# Floor primer to eliminate/cover urine smell



## BeauShel

I have used the Kilz and it worked pretty good but havent heard of the other. I did find this website that some people have had the same issue with different options to cover it. Since you are putting carpet down several would work for you. 
http://www.thathomesite.com/forums/load/flooring/msg0313251122205.html?12


----------



## Noey

what about just some water and vinegar ? doesn't vinegar remove smellS?


----------



## fostermom

I poured Nature's Miracle on the floorboards and let it dry and then painted with Kilz. That kept the cat, who had peed there multiple times from ever going there again.


----------



## pburchins

We have always used a solution of half vinegar and half water after the puppy urinated and it always stopped him from returning to the same spot. We used the solution in the Bissel green machine and it was perfect. Also, you can soak the spot with the solution and blot it up with a towel. Don't rub it in.

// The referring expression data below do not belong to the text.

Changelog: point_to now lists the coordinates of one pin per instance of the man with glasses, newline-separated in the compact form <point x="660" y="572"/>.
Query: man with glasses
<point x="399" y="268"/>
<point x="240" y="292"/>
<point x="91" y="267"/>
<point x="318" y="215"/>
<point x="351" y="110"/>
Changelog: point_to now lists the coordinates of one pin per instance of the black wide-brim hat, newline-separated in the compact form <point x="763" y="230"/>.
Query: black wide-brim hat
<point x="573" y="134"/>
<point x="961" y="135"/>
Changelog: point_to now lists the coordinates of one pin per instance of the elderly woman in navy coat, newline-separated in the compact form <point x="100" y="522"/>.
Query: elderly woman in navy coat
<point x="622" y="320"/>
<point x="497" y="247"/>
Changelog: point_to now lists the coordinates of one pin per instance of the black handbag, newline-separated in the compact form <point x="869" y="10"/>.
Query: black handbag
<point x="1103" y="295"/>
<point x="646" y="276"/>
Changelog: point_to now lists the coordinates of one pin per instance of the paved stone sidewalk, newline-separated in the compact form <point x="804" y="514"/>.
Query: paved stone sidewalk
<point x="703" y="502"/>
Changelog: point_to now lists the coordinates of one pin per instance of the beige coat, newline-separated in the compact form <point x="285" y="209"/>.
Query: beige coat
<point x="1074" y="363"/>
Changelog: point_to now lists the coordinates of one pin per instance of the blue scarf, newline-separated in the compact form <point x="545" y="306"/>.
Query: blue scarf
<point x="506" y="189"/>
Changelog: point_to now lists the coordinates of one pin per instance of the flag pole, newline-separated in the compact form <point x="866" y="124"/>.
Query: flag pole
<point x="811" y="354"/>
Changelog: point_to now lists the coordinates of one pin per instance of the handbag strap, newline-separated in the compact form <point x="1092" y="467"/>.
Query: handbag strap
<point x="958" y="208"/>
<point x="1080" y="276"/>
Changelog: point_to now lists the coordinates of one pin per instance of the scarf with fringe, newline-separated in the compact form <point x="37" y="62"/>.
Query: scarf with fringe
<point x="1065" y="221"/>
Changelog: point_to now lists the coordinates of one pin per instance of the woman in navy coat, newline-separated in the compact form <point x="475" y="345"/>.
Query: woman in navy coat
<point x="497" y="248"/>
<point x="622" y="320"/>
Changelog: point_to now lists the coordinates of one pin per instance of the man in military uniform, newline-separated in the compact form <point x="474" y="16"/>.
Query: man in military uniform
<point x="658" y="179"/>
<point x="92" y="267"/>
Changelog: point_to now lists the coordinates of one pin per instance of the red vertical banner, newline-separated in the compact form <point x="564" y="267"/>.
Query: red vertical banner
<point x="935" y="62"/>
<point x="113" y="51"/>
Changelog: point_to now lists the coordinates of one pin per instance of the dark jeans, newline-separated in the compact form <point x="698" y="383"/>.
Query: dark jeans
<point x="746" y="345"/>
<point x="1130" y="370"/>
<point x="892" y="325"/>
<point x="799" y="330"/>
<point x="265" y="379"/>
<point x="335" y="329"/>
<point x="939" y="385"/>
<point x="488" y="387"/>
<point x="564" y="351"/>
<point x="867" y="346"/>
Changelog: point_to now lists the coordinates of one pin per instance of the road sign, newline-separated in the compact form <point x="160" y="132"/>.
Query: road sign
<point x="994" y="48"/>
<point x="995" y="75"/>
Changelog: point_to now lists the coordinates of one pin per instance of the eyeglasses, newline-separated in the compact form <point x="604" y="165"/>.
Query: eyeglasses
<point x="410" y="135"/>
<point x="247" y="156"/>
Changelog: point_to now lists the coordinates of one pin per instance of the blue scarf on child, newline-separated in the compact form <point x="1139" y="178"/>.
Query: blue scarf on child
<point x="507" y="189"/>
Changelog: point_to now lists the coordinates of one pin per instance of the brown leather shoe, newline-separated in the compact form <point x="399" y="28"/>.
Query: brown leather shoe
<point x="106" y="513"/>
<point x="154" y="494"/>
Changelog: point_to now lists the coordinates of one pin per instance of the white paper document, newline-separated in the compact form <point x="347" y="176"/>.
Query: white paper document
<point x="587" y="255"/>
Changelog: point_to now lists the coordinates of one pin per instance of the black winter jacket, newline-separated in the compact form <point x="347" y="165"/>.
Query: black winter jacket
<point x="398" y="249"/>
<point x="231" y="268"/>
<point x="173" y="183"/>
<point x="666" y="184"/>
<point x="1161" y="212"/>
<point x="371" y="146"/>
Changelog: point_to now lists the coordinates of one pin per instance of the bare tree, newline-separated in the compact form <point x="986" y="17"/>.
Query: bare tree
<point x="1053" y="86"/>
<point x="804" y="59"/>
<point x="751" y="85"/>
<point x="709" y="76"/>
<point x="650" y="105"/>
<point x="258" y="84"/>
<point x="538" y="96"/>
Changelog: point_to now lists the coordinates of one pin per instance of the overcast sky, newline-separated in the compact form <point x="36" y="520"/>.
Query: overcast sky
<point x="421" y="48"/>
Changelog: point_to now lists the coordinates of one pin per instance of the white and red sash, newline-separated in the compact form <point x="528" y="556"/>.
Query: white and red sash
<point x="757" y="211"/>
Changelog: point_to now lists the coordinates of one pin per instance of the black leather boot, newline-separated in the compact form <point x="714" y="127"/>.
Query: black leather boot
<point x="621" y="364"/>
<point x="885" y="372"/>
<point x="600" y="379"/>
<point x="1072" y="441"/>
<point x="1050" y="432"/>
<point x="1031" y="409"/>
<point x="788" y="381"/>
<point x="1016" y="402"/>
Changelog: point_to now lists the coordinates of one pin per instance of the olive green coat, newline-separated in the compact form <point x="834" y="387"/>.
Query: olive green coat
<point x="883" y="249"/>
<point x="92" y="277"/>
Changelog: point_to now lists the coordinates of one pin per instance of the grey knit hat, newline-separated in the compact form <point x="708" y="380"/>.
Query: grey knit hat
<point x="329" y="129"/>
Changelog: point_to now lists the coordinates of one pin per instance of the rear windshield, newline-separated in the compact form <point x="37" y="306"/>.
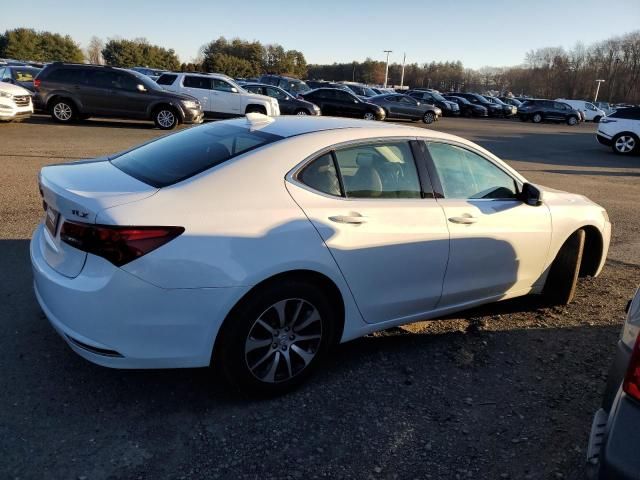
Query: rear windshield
<point x="174" y="158"/>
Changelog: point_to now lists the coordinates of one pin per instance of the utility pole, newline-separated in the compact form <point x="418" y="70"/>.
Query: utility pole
<point x="386" y="71"/>
<point x="599" y="81"/>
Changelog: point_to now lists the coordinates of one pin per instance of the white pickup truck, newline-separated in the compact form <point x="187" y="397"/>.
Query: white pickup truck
<point x="219" y="95"/>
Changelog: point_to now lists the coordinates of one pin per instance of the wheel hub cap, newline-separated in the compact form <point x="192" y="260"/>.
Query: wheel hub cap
<point x="283" y="341"/>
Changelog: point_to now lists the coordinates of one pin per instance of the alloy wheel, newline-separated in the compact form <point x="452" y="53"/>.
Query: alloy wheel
<point x="62" y="111"/>
<point x="166" y="118"/>
<point x="625" y="144"/>
<point x="283" y="340"/>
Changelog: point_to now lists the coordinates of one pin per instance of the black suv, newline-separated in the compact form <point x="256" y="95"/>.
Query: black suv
<point x="493" y="109"/>
<point x="292" y="85"/>
<point x="340" y="103"/>
<point x="538" y="110"/>
<point x="75" y="91"/>
<point x="449" y="108"/>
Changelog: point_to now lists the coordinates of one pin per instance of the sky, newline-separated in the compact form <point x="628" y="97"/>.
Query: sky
<point x="478" y="33"/>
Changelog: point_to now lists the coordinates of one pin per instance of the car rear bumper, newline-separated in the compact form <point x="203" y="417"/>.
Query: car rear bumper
<point x="112" y="318"/>
<point x="604" y="140"/>
<point x="615" y="432"/>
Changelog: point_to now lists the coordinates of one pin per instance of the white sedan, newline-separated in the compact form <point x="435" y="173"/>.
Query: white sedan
<point x="256" y="244"/>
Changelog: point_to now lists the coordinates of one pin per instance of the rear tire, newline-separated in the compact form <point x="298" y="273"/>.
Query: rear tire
<point x="63" y="110"/>
<point x="572" y="120"/>
<point x="165" y="118"/>
<point x="261" y="350"/>
<point x="560" y="287"/>
<point x="625" y="144"/>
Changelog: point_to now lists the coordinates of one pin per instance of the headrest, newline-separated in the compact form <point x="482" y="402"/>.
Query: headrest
<point x="365" y="159"/>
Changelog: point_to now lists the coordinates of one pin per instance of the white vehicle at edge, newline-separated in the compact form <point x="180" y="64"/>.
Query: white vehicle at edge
<point x="219" y="95"/>
<point x="621" y="131"/>
<point x="591" y="112"/>
<point x="255" y="244"/>
<point x="15" y="102"/>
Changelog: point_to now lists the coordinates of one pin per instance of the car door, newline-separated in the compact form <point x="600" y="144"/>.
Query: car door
<point x="499" y="245"/>
<point x="199" y="87"/>
<point x="225" y="98"/>
<point x="383" y="227"/>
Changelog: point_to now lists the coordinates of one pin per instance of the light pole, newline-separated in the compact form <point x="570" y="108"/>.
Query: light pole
<point x="599" y="81"/>
<point x="386" y="70"/>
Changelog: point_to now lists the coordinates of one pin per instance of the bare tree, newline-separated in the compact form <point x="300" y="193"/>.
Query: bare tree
<point x="94" y="51"/>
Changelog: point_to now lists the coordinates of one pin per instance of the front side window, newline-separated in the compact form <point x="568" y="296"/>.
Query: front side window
<point x="466" y="175"/>
<point x="321" y="175"/>
<point x="379" y="170"/>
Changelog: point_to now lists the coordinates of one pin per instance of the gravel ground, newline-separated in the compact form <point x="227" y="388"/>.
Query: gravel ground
<point x="504" y="391"/>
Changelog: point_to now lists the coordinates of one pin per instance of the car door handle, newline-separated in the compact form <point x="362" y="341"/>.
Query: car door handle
<point x="465" y="220"/>
<point x="353" y="219"/>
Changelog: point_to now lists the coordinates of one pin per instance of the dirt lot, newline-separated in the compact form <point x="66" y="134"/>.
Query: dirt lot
<point x="506" y="391"/>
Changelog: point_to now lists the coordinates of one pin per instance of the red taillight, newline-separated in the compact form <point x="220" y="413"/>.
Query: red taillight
<point x="119" y="245"/>
<point x="631" y="384"/>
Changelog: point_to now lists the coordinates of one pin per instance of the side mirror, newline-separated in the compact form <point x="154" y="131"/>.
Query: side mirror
<point x="531" y="195"/>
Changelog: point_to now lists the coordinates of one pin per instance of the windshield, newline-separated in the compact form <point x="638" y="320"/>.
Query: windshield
<point x="177" y="157"/>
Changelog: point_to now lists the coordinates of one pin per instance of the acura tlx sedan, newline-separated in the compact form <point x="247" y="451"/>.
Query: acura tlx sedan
<point x="256" y="244"/>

Regarding the wood floor......are you going to put carpet back over it ? or are you going to try and salvage it ? Kilz and ZINSSNER BIN are both great products. Make sure you get the right type or it will blister off. If the wood floor is varnish or poly, I would get a oil based primer instead of the latex. The latex will not adhere to the varnish or poly as well as the oil based type. Also, be sure to sand it, vacuum and use a dust rag to get all the dust up so you have a good surface to bond with.

Best of Luck !


----------



## AtticusJordie

Thanks to BeauShel, Noey, fostermom and pburchins for all of the suggestions! Looks like Natures Miracle, water/vinegar and hydrogen peroxide have all worked at various times--as I've read in the posts.

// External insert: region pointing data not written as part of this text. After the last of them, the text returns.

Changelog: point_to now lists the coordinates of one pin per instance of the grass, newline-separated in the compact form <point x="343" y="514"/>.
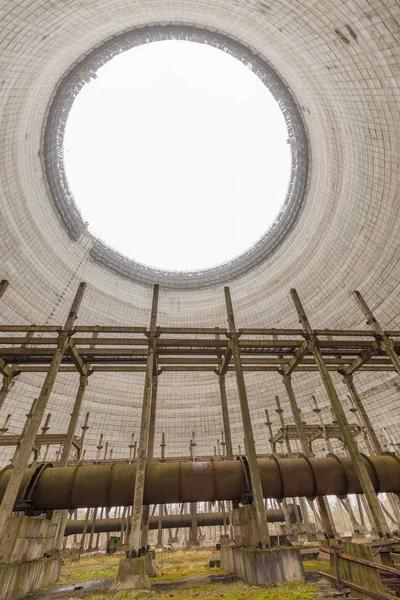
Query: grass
<point x="100" y="566"/>
<point x="179" y="564"/>
<point x="169" y="565"/>
<point x="316" y="565"/>
<point x="234" y="591"/>
<point x="184" y="563"/>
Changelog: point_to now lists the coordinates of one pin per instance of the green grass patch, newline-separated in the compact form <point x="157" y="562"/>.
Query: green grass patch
<point x="316" y="565"/>
<point x="233" y="591"/>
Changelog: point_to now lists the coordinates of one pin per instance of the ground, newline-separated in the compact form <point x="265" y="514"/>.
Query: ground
<point x="184" y="575"/>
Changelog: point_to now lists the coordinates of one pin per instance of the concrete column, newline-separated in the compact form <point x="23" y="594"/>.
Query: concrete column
<point x="8" y="380"/>
<point x="83" y="538"/>
<point x="345" y="503"/>
<point x="150" y="452"/>
<point x="83" y="380"/>
<point x="385" y="343"/>
<point x="363" y="414"/>
<point x="84" y="428"/>
<point x="137" y="510"/>
<point x="159" y="529"/>
<point x="3" y="286"/>
<point x="28" y="440"/>
<point x="359" y="465"/>
<point x="247" y="427"/>
<point x="193" y="541"/>
<point x="323" y="505"/>
<point x="289" y="450"/>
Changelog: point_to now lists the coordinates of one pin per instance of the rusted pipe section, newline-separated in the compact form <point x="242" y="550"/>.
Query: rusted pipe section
<point x="112" y="484"/>
<point x="75" y="527"/>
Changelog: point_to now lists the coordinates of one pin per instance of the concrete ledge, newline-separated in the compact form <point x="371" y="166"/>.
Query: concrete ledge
<point x="132" y="574"/>
<point x="263" y="567"/>
<point x="19" y="579"/>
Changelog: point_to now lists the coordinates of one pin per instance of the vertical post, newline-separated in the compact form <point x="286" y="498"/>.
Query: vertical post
<point x="359" y="466"/>
<point x="163" y="444"/>
<point x="289" y="450"/>
<point x="159" y="528"/>
<point x="193" y="541"/>
<point x="343" y="502"/>
<point x="3" y="286"/>
<point x="83" y="380"/>
<point x="348" y="380"/>
<point x="26" y="445"/>
<point x="385" y="343"/>
<point x="150" y="452"/>
<point x="323" y="505"/>
<point x="28" y="420"/>
<point x="84" y="532"/>
<point x="247" y="427"/>
<point x="224" y="410"/>
<point x="8" y="381"/>
<point x="84" y="428"/>
<point x="4" y="428"/>
<point x="137" y="510"/>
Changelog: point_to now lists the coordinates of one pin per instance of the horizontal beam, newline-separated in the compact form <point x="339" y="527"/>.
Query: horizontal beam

The wooden floor beneath the carpet pad looks like it's been varnished. I think I'll sand it first, then apply one of the above--then go with oil-based KILZ or ZINSSNER.:crossfing

Thanks again for all your help! You are all a fountain of useful information!!!:wavey:

Scott J.


----------



## Prov31

I like the Zinsser primers for just about everything. For sealing in odors, I've found that the Red can, which is a shellac base, is the best. The shellac primer dries very quickly, sealing in the smells or stains. Let it dry completely before applying a 2nd and 3rd coat. This is for smells or covering up dated paneling on walls--I've gone through many gallons of the stuff:

http://www.zinsser.com/product_detail.asp?ProductID=10

Be warned--it has a very strong smell, but if you can ventilate it, it will dissipate quickly. Good luck!


----------



## cubbysan

A friend of mine had bought a house that had 30 chihuahas! He used bottles of Nature's Miracle. It took a couple weeks for it to work, but he was shocked that it worked.


----------



## AtticusJordie

Prov31 said:


> I like the Zinsser primers for just about everything. For sealing in odors, I've found that the Red can, which is a shellac base, is the best. The shellac primer dries very quickly, sealing in the smells or stains. Let it dry completely before applying a 2nd and 3rd coat. This is for smells or covering up dated paneling on walls--I've gone through many gallons of the stuff:
> 
> http://www.zinsser.com/product_detail.asp?ProductID=10
> 
> Be warned--it has a very strong smell, but if you can ventilate it, it will dissipate quickly. Good luck!


Great minds think alike. We just picked up a gallon of it this afternoon. Glad to hear someone has already used it with good results. I expect that one coat will probably do the trick--which means we'll probably put on two!

Thanks a lot for the info!

SJ


----------